Lembro-me de há uns doze anos atrás ter ensaiado – na época um passo em falso, ainda não tinha chegado o momento certo – um olhar sobre o passado colonial que parecia então tão improvável quanto impopular. Na altura, os estudos sobre a Guerra Colonial apenas começavam a gatinhar e, para quem se interessava pelo assunto, a única paisagem humana aceitável era composta pelos militares da tropa, pelos guerrilheiros que se lhes opunham e pelas populações africanas que enchiam a única paisagem visível. Os outros, bem, os outros tinham andado por ali, é verdade, mas era como se não tivessem andado: as centenas de milhares de portugueses de diferentes gerações que tinha povoado os territórios de Angola e de Moçambique nos anos de guerra deviam permanecer invisíveis, dentro do cordão sanitário da memória que protegia o bom povo do seu cheiro pestilento.
Eram ainda os «retornados», gente apátrida, culpada de ter existido, de sobreviver, e de, por isso, carregar consigo a memória de um passado que deveria ser apagado. E, no entanto, sem essas centenas de milhares de homens, de mulheres, de crianças – brancos, sobretudo brancos, mas também mulatos, cabritos, uns quantos negros assimilados – a realidade da última vaga da colonização, da guerra sangrenta, das independências paridas com dor, da inquietante experiência pós-colonial tal qual ela se define hoje, jamais teria existido. Fosse qual fosse o juízo de valor que pudesse ser feito em relação à colaboração de uma grande parte dessas pessoas na manutenção do jugo colonial – e eu fi-lo também, e bem negativo –, elas existiam, e tinha atravessado experiências de vida que não poderiam ser apagadas. A História de Portugal, de Angola, de Moçambique, de São Tomé, das outras antigas colónias, jamais poderá ser feita, percebemo-lo agora, sem se dar vida – retirando à maior parte desses seres humanos os qualificativos simplistas de algozes ou de cúmplices – a toda essa outra vida que ficou para trás mas que nos preenche.
Por isso, para que tudo isso possa ser reconhecido, e possam sair dos escombros pedaços de existência injustamente esquecidos, são indispensáveis livros recém-editados como o Caderno de Memórias Coloniais, de Isabela Figueiredo (na Angelus Novus), e Moderno Tropical, de Ana Magalhães e Inês Gonçalves (da Tinta-da-China). O primeiro é um magnífico, e ainda raro, exemplo de uma literatura autobiográfica saída do universo caseiro dos torna-viagem regressados do lado sul do Equador. Aqueles que respiram todos os dias connosco mas deixaram parte constitutiva das suas vidas num tempo que se perdeu mas se pressente ou se adivinha: «Ao domingo à tarde a rádio passava Nelson Ned cantando Domingo à Tarde.

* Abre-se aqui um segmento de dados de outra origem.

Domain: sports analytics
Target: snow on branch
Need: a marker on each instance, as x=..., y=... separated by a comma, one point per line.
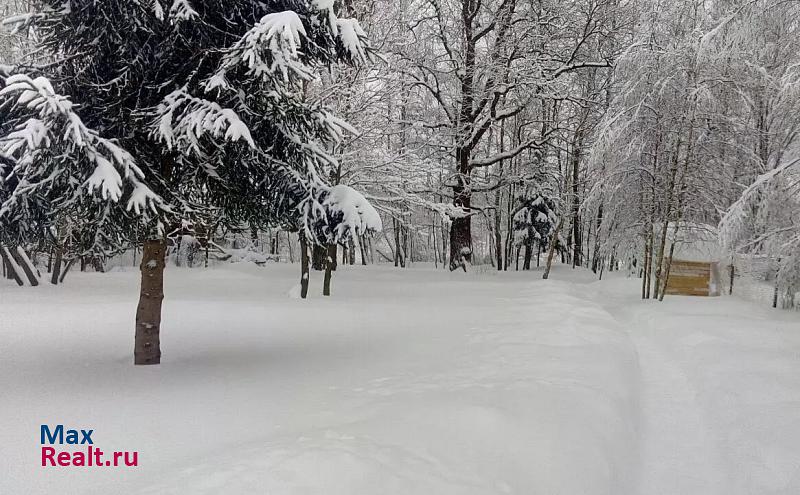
x=351, y=213
x=181, y=11
x=272, y=46
x=183, y=119
x=353, y=39
x=55, y=123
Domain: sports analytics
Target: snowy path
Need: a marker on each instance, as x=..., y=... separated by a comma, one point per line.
x=405, y=382
x=720, y=393
x=679, y=454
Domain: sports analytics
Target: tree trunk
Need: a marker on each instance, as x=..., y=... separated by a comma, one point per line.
x=461, y=232
x=732, y=271
x=13, y=271
x=551, y=249
x=318, y=257
x=147, y=349
x=56, y=273
x=351, y=251
x=526, y=263
x=30, y=271
x=304, y=271
x=330, y=262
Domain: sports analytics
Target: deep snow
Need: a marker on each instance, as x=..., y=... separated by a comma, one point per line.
x=404, y=382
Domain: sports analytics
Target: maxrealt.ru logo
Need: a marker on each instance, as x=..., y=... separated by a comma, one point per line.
x=88, y=455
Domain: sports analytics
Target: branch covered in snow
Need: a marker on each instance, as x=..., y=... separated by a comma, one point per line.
x=53, y=128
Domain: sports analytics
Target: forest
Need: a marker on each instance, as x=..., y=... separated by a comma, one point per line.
x=343, y=157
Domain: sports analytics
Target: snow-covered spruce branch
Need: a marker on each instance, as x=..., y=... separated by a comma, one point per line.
x=55, y=126
x=182, y=120
x=274, y=46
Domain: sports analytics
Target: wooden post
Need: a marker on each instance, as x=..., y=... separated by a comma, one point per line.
x=147, y=348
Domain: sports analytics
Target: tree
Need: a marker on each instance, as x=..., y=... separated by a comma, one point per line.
x=184, y=106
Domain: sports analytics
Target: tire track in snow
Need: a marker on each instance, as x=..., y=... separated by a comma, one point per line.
x=679, y=453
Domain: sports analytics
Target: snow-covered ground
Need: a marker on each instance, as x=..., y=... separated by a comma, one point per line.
x=404, y=382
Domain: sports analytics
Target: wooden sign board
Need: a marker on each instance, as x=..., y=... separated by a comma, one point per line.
x=689, y=278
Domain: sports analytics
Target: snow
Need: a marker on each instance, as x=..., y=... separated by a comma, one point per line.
x=405, y=381
x=181, y=10
x=358, y=215
x=351, y=33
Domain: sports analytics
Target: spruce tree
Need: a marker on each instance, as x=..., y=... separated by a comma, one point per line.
x=175, y=109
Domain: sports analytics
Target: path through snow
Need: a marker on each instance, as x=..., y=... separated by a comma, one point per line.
x=720, y=393
x=406, y=381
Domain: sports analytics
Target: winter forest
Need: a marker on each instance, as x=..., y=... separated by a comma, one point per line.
x=423, y=246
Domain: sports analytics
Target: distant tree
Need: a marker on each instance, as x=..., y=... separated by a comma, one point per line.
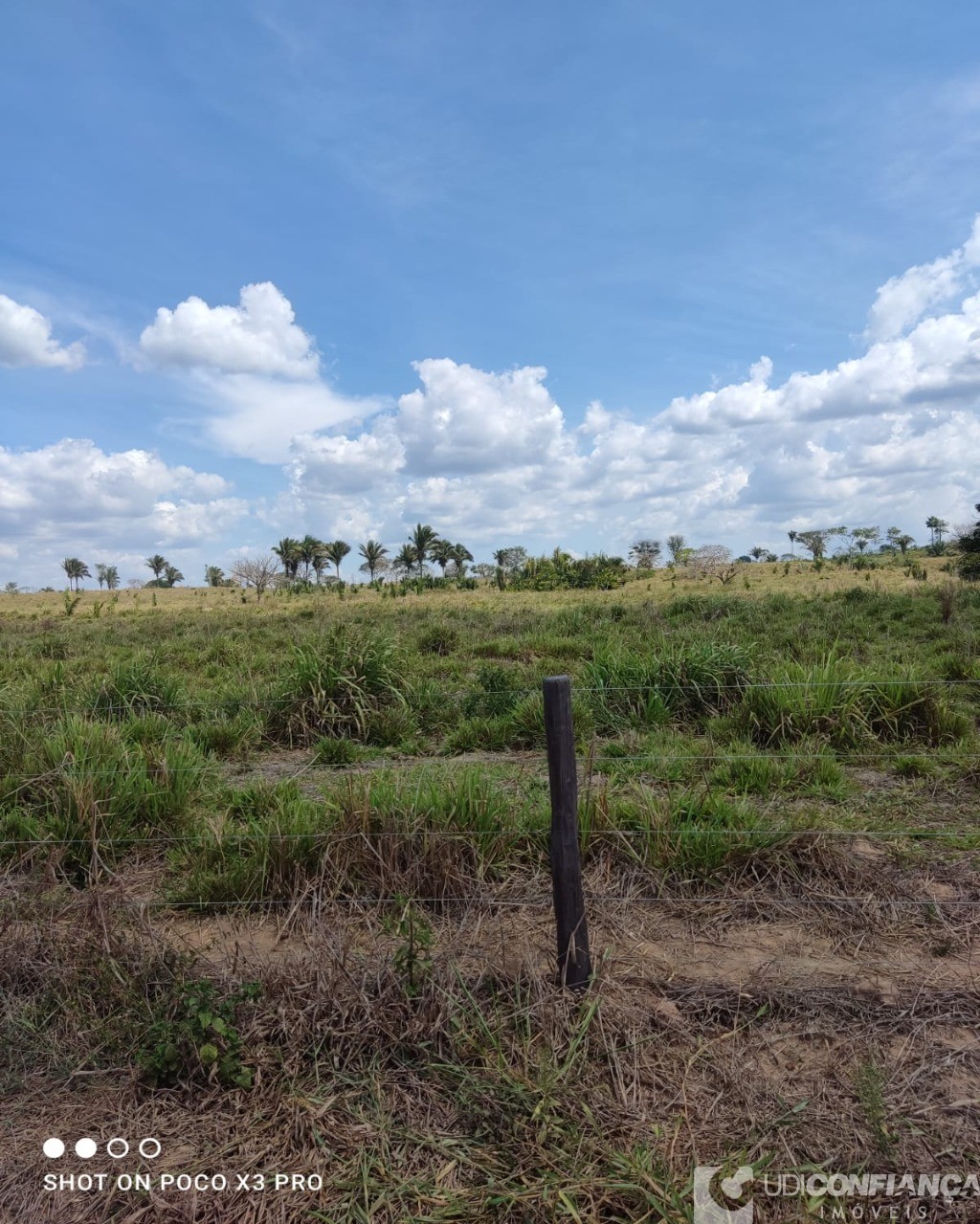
x=256, y=571
x=645, y=553
x=969, y=552
x=459, y=557
x=422, y=539
x=373, y=553
x=713, y=561
x=405, y=558
x=900, y=540
x=815, y=543
x=442, y=553
x=308, y=549
x=937, y=527
x=75, y=570
x=676, y=546
x=288, y=551
x=510, y=560
x=335, y=552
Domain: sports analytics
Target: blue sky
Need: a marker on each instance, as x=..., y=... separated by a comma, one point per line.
x=535, y=275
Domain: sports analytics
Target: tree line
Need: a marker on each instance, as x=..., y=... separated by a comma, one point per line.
x=303, y=561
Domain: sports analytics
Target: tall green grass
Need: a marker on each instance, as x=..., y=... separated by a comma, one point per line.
x=338, y=688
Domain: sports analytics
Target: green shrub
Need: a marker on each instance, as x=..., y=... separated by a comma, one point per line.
x=136, y=688
x=335, y=689
x=197, y=1039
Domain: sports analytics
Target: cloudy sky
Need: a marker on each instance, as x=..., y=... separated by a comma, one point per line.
x=554, y=273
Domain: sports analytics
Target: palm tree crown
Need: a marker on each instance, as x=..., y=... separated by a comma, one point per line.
x=373, y=553
x=335, y=552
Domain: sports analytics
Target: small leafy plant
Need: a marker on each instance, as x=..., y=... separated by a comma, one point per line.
x=198, y=1039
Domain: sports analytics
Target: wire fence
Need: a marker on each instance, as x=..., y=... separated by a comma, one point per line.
x=601, y=760
x=232, y=704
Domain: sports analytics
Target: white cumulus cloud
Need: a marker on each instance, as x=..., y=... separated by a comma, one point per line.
x=26, y=339
x=258, y=336
x=903, y=300
x=73, y=492
x=890, y=435
x=252, y=371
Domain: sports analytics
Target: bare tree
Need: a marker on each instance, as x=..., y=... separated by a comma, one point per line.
x=713, y=561
x=257, y=571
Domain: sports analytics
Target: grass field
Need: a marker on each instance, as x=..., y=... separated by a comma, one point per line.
x=276, y=891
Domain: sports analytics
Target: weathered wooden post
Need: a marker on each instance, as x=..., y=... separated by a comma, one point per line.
x=574, y=966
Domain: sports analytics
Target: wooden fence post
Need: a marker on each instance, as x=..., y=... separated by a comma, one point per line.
x=574, y=966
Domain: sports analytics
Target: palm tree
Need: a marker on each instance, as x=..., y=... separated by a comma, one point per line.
x=407, y=558
x=422, y=540
x=645, y=553
x=442, y=553
x=459, y=555
x=937, y=526
x=335, y=552
x=373, y=555
x=308, y=548
x=677, y=544
x=75, y=569
x=288, y=551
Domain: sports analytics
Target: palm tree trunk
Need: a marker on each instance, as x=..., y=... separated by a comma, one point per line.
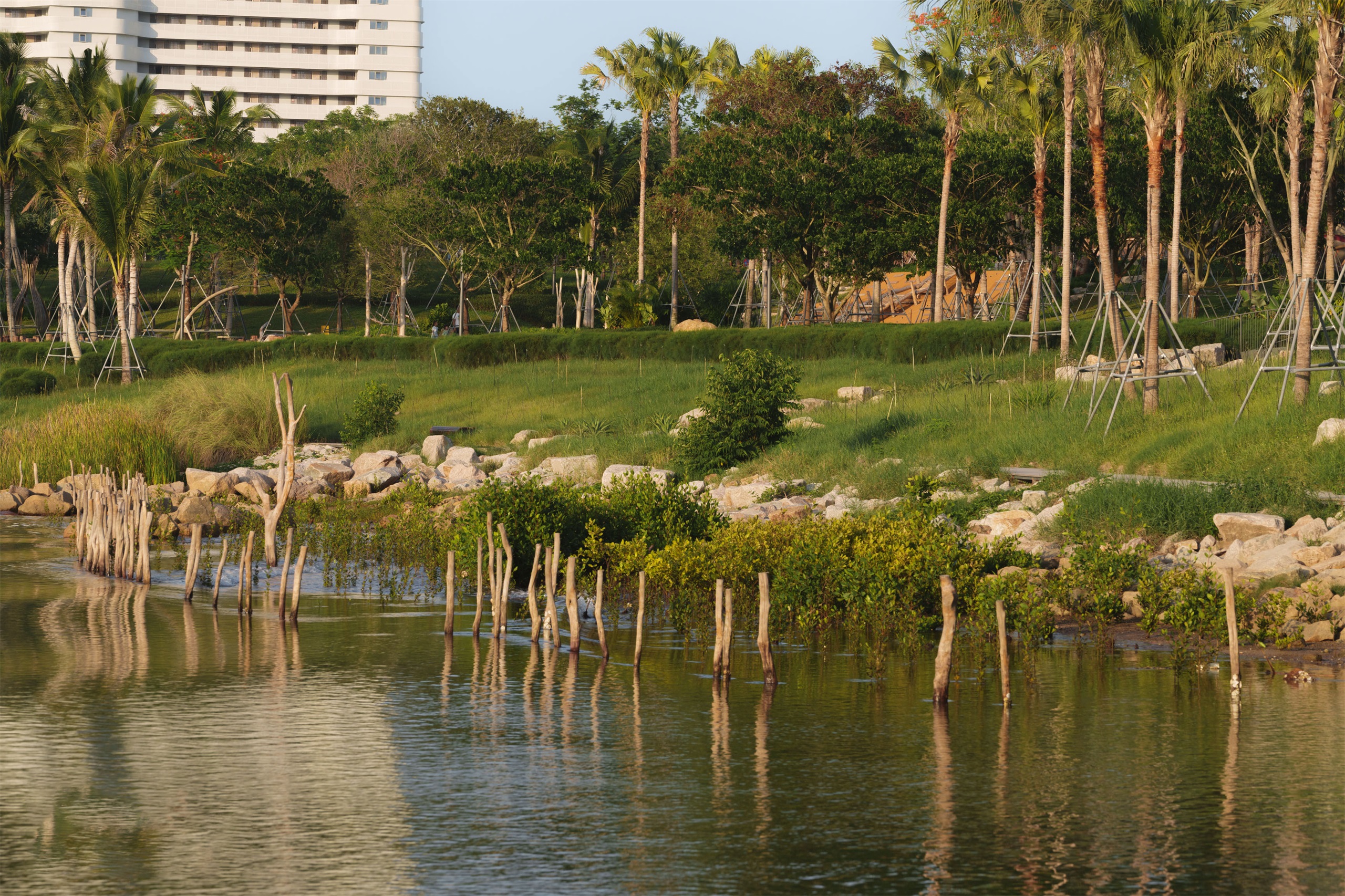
x=673, y=133
x=1065, y=257
x=1039, y=213
x=1175, y=248
x=1295, y=150
x=645, y=167
x=119, y=296
x=11, y=312
x=950, y=152
x=1324, y=99
x=1156, y=124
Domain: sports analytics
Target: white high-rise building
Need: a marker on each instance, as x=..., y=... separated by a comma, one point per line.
x=301, y=57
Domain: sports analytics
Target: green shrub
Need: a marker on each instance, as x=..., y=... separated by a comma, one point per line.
x=373, y=413
x=744, y=404
x=25, y=381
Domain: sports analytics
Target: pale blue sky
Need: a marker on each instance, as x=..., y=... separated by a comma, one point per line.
x=521, y=54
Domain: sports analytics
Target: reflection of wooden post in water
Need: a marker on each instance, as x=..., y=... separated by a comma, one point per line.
x=284, y=572
x=193, y=560
x=597, y=615
x=1004, y=650
x=450, y=581
x=481, y=584
x=763, y=796
x=532, y=592
x=943, y=661
x=764, y=629
x=1231, y=611
x=728, y=631
x=299, y=578
x=572, y=606
x=639, y=629
x=220, y=572
x=939, y=848
x=719, y=627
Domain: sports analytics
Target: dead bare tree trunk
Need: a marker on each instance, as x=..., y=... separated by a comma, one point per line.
x=287, y=468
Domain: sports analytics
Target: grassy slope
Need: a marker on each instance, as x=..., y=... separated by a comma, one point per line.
x=934, y=420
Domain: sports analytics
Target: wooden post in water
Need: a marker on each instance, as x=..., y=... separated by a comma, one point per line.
x=299, y=579
x=448, y=595
x=220, y=572
x=572, y=606
x=719, y=627
x=1231, y=611
x=284, y=569
x=506, y=579
x=728, y=631
x=246, y=581
x=597, y=615
x=481, y=578
x=639, y=624
x=764, y=629
x=943, y=661
x=193, y=560
x=1004, y=650
x=532, y=592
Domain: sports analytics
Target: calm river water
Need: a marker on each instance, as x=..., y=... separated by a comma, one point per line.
x=152, y=746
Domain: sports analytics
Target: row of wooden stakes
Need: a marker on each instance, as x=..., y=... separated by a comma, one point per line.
x=495, y=566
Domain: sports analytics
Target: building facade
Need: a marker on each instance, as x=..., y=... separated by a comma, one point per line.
x=303, y=58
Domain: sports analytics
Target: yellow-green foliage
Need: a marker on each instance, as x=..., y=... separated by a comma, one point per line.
x=92, y=435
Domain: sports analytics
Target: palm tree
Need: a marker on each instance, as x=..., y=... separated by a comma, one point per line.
x=630, y=68
x=957, y=92
x=18, y=96
x=680, y=69
x=1331, y=46
x=611, y=171
x=1033, y=93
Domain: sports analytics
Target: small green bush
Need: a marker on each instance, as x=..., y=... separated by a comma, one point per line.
x=744, y=403
x=20, y=381
x=374, y=412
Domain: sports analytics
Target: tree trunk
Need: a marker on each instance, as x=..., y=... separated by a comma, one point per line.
x=1175, y=247
x=90, y=283
x=645, y=166
x=1039, y=214
x=1295, y=150
x=401, y=296
x=1324, y=101
x=1156, y=124
x=950, y=152
x=11, y=312
x=119, y=295
x=1065, y=256
x=673, y=133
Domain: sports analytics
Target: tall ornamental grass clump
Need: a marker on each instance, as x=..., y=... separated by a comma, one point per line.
x=220, y=419
x=89, y=435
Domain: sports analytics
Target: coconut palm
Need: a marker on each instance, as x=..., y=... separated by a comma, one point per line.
x=957, y=90
x=1033, y=93
x=18, y=96
x=630, y=68
x=611, y=169
x=680, y=69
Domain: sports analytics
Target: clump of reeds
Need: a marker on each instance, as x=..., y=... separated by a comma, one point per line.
x=89, y=435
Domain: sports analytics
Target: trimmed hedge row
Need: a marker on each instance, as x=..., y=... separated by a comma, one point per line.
x=875, y=342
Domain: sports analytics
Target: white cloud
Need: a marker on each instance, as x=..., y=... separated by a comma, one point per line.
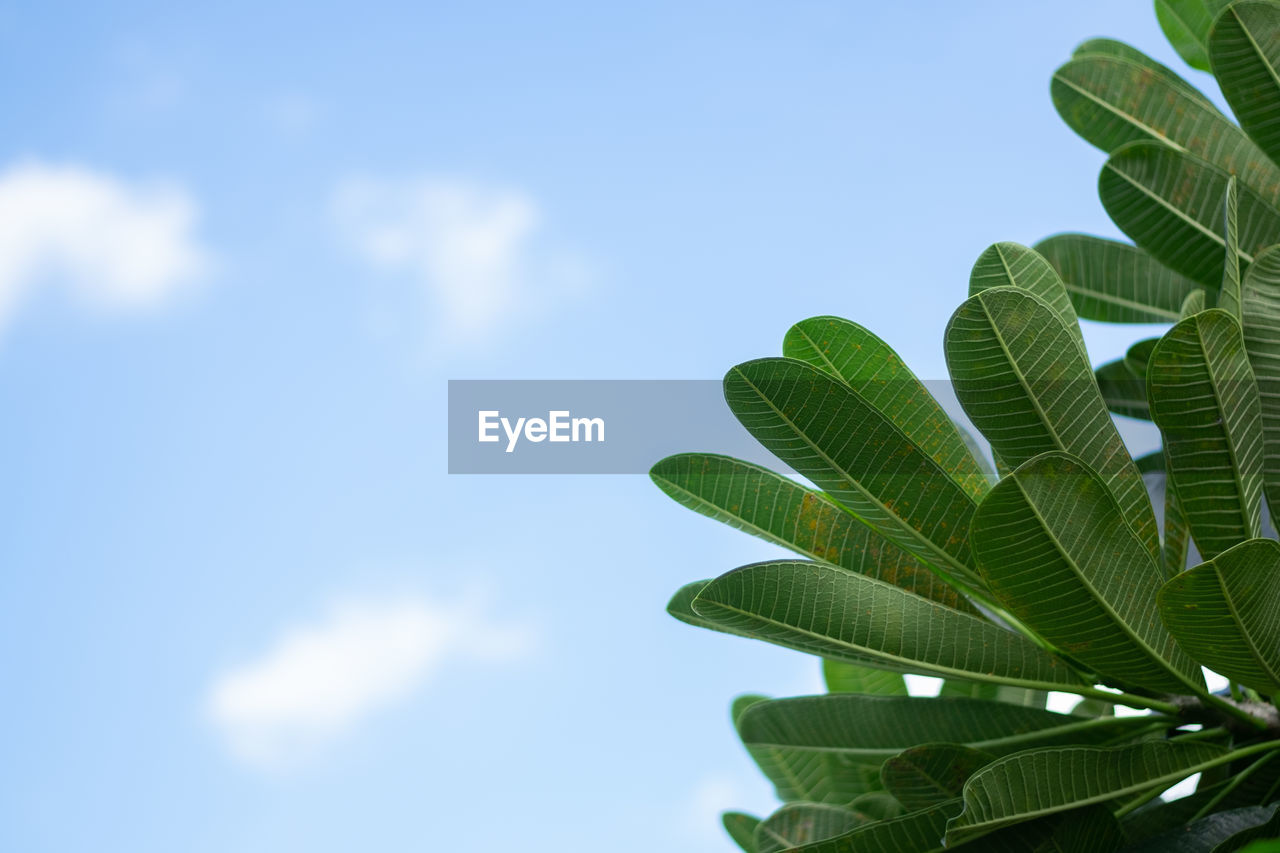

Ao domingo à tarde íamos ao cinema.» O segundo reintroduz-nos nessa arquitectura colonial de última geração, agora semivazia, decrépita e visivelmente abandonada, erguida em Angola e Moçambique entre 1948 e 1975, que nos leva de volta a uma certa «beleza nostálgica das cidades da África lusófona». Das cidades do asfalto, naturalmente, pois são estas que aqui preenchem a paisagem humana. Dois livros que vomitam vida por todos os lados, e que não deixarão indiferentes quem os percorrer. Padeça-se ou não dessa espécie de vírus, ainda não cientificamente identificado, e muito menos provido de antídoto, conhecido entre nós por bichinho de África.